Conservation as we know it must be scrapped and replaced with a less Orwellian approach to environmental protection, according to a leading marine mammal scientist.
Dr David Lavigne, who is due to speak at an international conference on wildlife conservation in the University of Limerick this week, said that conservation now poses a threat to the protection of wildlife because it has been "hijacked" by the "wise use" movement, which has, he said, "abused it as an excuse for commercial exploitation under the guise of ecological sustainability".
Conservation as currently defined "has become part of the problem, not part of the solution", Dr Lavigne, a scientific adviser to the International Fund for Animal Welfare (IFAW), contended.
"It must be reinvigorated, revised and reinvented to do any good at all," he said.

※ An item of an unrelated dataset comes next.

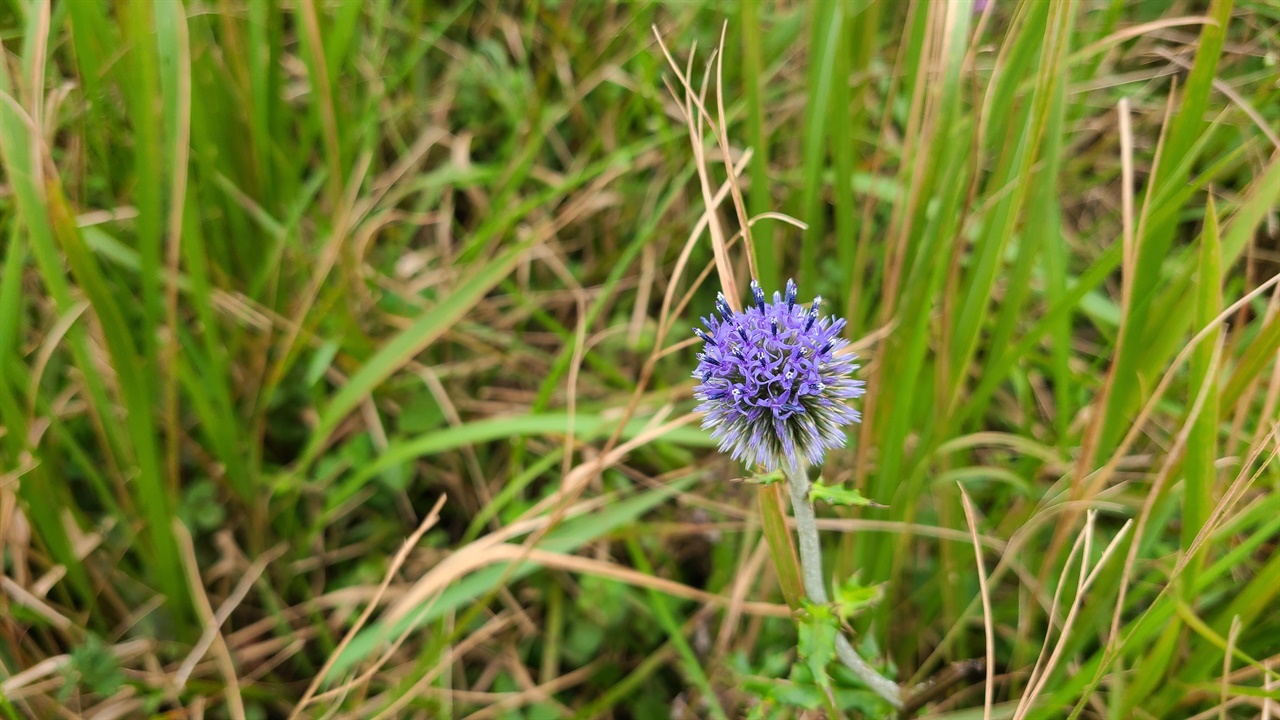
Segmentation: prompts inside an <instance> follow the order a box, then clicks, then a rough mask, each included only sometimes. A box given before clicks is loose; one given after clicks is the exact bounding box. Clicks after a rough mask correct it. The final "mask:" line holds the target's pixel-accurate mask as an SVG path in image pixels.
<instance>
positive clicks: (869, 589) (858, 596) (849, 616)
mask: <svg viewBox="0 0 1280 720" xmlns="http://www.w3.org/2000/svg"><path fill="white" fill-rule="evenodd" d="M832 594H833V596H835V598H833V601H835V602H833V605H835V609H836V615H838V616H840V619H841V620H845V621H849V619H850V618H852V616H854V615H858V614H859V612H861V611H863V610H867V609H868V607H873V606H876V605H877V603H879V601H881V598H883V597H884V585H883V584H876V585H864V584H863V583H861V580H860V579H859V577H858V575H852V577H850V578H849V579H847V580H845V582H844V583H840V584H837V585H836V588H835V592H833V593H832Z"/></svg>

The obvious option, he added, was to adapt traditional conservation principles to deal with the realities of the 21st century.

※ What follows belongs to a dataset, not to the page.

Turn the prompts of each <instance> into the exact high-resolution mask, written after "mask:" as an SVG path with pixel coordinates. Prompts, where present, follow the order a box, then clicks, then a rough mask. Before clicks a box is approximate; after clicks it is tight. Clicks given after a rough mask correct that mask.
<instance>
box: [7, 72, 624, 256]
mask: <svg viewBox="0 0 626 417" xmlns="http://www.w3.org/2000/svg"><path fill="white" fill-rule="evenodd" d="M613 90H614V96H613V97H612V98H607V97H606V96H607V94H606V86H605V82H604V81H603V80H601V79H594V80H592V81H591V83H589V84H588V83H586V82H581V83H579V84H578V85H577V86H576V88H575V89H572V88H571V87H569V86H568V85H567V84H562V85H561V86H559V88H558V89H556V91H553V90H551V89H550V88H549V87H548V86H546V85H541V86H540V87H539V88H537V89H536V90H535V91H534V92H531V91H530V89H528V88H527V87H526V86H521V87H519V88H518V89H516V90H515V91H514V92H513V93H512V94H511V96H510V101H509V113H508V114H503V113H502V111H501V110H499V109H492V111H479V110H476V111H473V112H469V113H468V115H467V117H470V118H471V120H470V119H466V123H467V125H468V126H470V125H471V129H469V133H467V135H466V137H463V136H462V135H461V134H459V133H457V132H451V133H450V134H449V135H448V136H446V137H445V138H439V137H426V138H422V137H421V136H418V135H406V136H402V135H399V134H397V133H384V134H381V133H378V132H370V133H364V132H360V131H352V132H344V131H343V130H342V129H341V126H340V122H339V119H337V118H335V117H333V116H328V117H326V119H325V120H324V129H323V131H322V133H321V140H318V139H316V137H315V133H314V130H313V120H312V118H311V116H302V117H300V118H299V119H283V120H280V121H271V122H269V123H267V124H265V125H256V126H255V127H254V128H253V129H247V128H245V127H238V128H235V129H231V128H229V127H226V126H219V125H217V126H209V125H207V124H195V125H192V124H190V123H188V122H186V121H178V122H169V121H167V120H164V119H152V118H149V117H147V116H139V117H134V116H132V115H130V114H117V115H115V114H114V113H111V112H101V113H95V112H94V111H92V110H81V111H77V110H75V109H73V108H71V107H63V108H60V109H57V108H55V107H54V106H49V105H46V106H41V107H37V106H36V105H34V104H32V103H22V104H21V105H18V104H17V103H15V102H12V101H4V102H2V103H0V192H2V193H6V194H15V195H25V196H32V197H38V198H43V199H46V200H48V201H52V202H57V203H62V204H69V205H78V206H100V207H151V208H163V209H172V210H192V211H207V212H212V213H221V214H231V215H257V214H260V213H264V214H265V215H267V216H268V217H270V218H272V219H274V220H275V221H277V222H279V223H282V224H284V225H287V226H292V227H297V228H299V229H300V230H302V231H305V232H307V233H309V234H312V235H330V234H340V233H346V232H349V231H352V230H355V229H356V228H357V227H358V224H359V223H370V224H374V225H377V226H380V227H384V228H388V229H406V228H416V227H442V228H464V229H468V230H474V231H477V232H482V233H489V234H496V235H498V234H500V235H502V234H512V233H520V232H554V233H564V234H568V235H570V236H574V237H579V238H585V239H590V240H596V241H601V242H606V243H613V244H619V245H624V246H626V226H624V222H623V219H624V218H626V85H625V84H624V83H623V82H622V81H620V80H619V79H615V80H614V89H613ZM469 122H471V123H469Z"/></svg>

"Perhaps both the word conservation, and the movement it inspired, should be abandoned and replaced with something that recognises humans are a part of nature, and that the future of our species and that of others is inextricably linked," he said.
Dr Lavigne is one of the key speakers at a forum entitled "Wildlife Conservation: In Pursuit of Ecological Sustainability," which is being hosted by IFAW and the University of Limerick this week.

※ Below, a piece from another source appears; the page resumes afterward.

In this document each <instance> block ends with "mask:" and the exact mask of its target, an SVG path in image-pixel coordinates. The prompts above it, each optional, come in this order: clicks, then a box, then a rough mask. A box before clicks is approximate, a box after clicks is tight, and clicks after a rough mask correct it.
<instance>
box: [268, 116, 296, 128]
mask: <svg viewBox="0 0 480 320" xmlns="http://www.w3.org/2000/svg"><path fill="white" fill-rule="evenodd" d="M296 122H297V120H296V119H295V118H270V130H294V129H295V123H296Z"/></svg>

The conference begins tomorrow and ends on Saturday.
The threat to animals under the current climate of conservation will also be highlighted by Prof Martin Willison, of Dalhousie University, Halifax, Nova Scotia.
He said a quarter of the bird species that existed 10,000 years ago are now gone, and an eighth of those still surviving are "at risk of extinction".
"Most species of invertebrate animals, for example, have not been named. Un-named species are currently being wiped out en masse in the deep seas before they have ever been seen by human eyes," he said.
Other speakers at the conference, to be attended by about 85 scientists and experts, will explain how the commercial exploitation of species can destroy the harvest it seeks.
Cod have declined by 90 per cent in the North Sea since the 1970s.
The vast wealth of cod stocks off Newfoundland, Canada, have also crashed by 99.9 per cent over the past 40 years.
Mr Vivek Menon, of the Wildlife Trust of India and co-chairman of the IUCN's Asian Ivory Trade Task Force, described economic pressure as disastrous.
"The sustainability of the ivory trade is a theoretical myth constructed by ivory tower economists that ignores market trends, trade perceptions and cultural beliefs."
He added: "We can no longer ignore the precautionary principle in wildlife conservation."
Prof Roger G.H. Downer, president of the University of Limerick, said the college was delighted to have such a gathering of distinguished scientists on campus "to address the critical issues around ecological sustainability that will determine the quality of life enjoyed by this and future generations".
A public lecture will be given during the main conference by Dr Jane Goodall, the well-known wildlife conservationist, on Friday at 7 p.m.